Upon a bill for an account, the only material evidence upon the original hearing is that which conduces to prove the complainant’s right to an account. The ordinary decree is that an account shall be taken. Evidence as to the particular items of the account is irrelevant at this stage of the cause. 2 Daniell’s Ch. Pr. 997; Gresley’s Eq. Ev. 168; Walker v. Woodward, 1 Russ. 110; Law v. Hunter, Ibid. 100; Tomlin v. Tomlin, 1 Hare 236; *477Seaton’s Decrees 42, 45; Dubourg de St. Colombe’s Heirs v. The United States, 7 Peters 626.

These cases settle the practice that the court will not, at the original hearing, as a general rule, examine or decide whether particular items of the account shall or shall not bo allowed, and that evidence for that purpose, in strictness, is inadmissible.

But the principle is not of universal application, and must depend in some measure upon the nature of the pleadings.

By the ancient practice special directions were usual in decrees for account. Bacon’s Ordinances 50; Beames’ Orders in Chan. 23, 80; Tothill’s Proceed. 48.

Instances are not wanting, where the decree ordering the account to be taken, has directed the allowance of particular items. Thus, in Smith v. Wilkinson, the master was directed, in taking the account, to charge the defendant with the sum of ¿68000, borrowed by him from the testator’s estate. 2 Newland’s Ch. Pr. 335; Seaton’s Decrees 46.

And in Consequa v. Fanning, 3 Johns. Ch. R. 590, the decree contains specific directions as to various items with which the defendants should be charged by the master in taking the account.

The more modern cases would seem to exclude these directions as to what items of the account should or should not be allowed; but they do not exclude special directions to the master as to the manner of taking the account, or the principles by which he should be governed in taking it. The court must, it should seem, settle the construction and effect of agreements between the parties, by which their mutual dealings were regulated, and by which, consequently, the account must be controlled.

Thus in Sharp v. Morrow, 6 Monroe 300, it is declared, that in referring partnership accounts to a commissioner, the court should settle the construction of the articles of partnership, and decide what kind of accounts come within the partnership, and lay down the principles by which the commissioner should be governed.

*478And in Remsen v. Remsen, 2 Johns. Ch. R. 501, Chancellor Kent lays it down as a general rule, that orders of reference should specify the principles on which the accounts are to be taken, or the inquiry proceed, as far as the court shall have decided thereon.

The decree must direct to what matters the account shall extend. And in decreeing a general account, special directions will be rendered proper and necessary by the particular circumstances of the case. The principle is constantly recognized and acted upon. 2 Smith’s Ch. Pr. 112; Hoffman’s Ch. Pr. (Appendix) 169, No. 202; Izard v. Bodine, 1 Stockt. 311.

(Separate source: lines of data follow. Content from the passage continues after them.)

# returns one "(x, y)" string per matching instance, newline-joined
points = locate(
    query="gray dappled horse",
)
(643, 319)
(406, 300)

If either of the points upon which the complainant now asks the determination of the court, involves the legal construction of the contract between the parties, by which the statement of the account will be materially affected, or the proper mode of stating the account, or the subject to which the investigation shall extend, it may be proper that the direction should now be given. It may save unnecessary expense and delay in the subsequent stages of the cause.

There can be no objection on the ground of the incompetency of the testimony. The evidence upon both sides has been taken without objection. It is now before the court and may be used, so far as may be necessary, in giving any direction proper to be given at this stage of the cause.